Robert Beasley was a member of the Virginia House of Burgesses, the elected lower house of the colonial Virginia General Assembly, from Isle of Wight County, in 1655 and 1656.

Upon the petition of Beasley and the other burgesses from Isle of Wight County (Major John Bond and Nicholas Smith), a Commission was established which resulted in Ragged Island and Terascoe Neck being transferred from Nansemond County (then Upper Norfolk County) to Isle of Wight County in 1656.
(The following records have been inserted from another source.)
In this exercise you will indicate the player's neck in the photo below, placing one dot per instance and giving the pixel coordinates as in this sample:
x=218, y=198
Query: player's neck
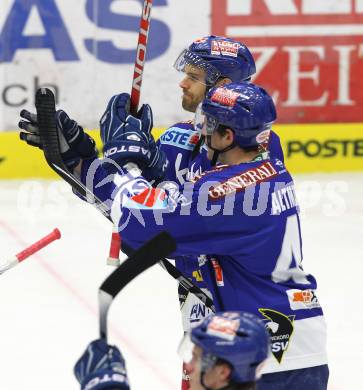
x=237, y=156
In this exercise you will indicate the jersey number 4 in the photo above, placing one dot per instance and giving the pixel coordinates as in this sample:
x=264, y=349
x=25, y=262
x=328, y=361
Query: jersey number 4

A descendant of Robert Beasley, Dr. Robert Sanford Beazley (1821–1910), was a member of the Virginia State Convention of 1867–1868, which adopted the Underwood Constitution following the American Civil War. Dr. Beazley also served as a Virginia state senator from Albemarle County and Greene County for four years in 1874–1877.

See also

 House of Burgesses
 List of members of the Virginia House of Burgesses

Notes

References

 Boddie, John Bennett. Seventeenth Century Isle of Wight County, Virginia: A History of the County of Isle of Wight, Virginia, During the Seventeenth Century, Including Abstracts of the County Records. Baltimore: Genealogical Publishing Com, 1973. .
 Brenaman, Jacob Neff. A History of Virginia Conventions, Volume 62. J.L. Hill Printing Company, 1902.
 Early, Ruth Hairston. The Family of Early: Which Settled Upon the Eastern Shore of Virginia and Its Connection with Other Families  Lynchburg, VA: Brown-Morrison, 1920. .
 Morrison, Col. E. M. History of Isle of Wight County 1608-1907. "A Brief History of Isle of Wight County". July 21, 2001. Retrieved April 9, 2014.
 Stanard, William G. and Mary Newton Stanard. The Virginia Colonial Register. Albany, NY: Joel Munsell's Sons Publishers, 1902. , Retrieved July 15, 2011.
 Tyler, Lyon Gardiner, ed. 'Encyclopedia of Virginia Biography'. Volume 1. New York, Lewis Historical Publishing Company, 1915. . Retrieved February 16, 2013.
 Virginia. General Assembly. House of Burgesses, Henry Read McIlwaine, John Pendleton Kennedy, Journals of the House of Burgesses of Virginia, 1619-[1776]. Richmond, VA: Colonial Press, E. Waddey Company, 1915. .
 Virginia State Library. Report of the Virginia State Library, Volumes 13-15. Richmond: Virginia State Library, Division of Purchase and Printing, 1917. .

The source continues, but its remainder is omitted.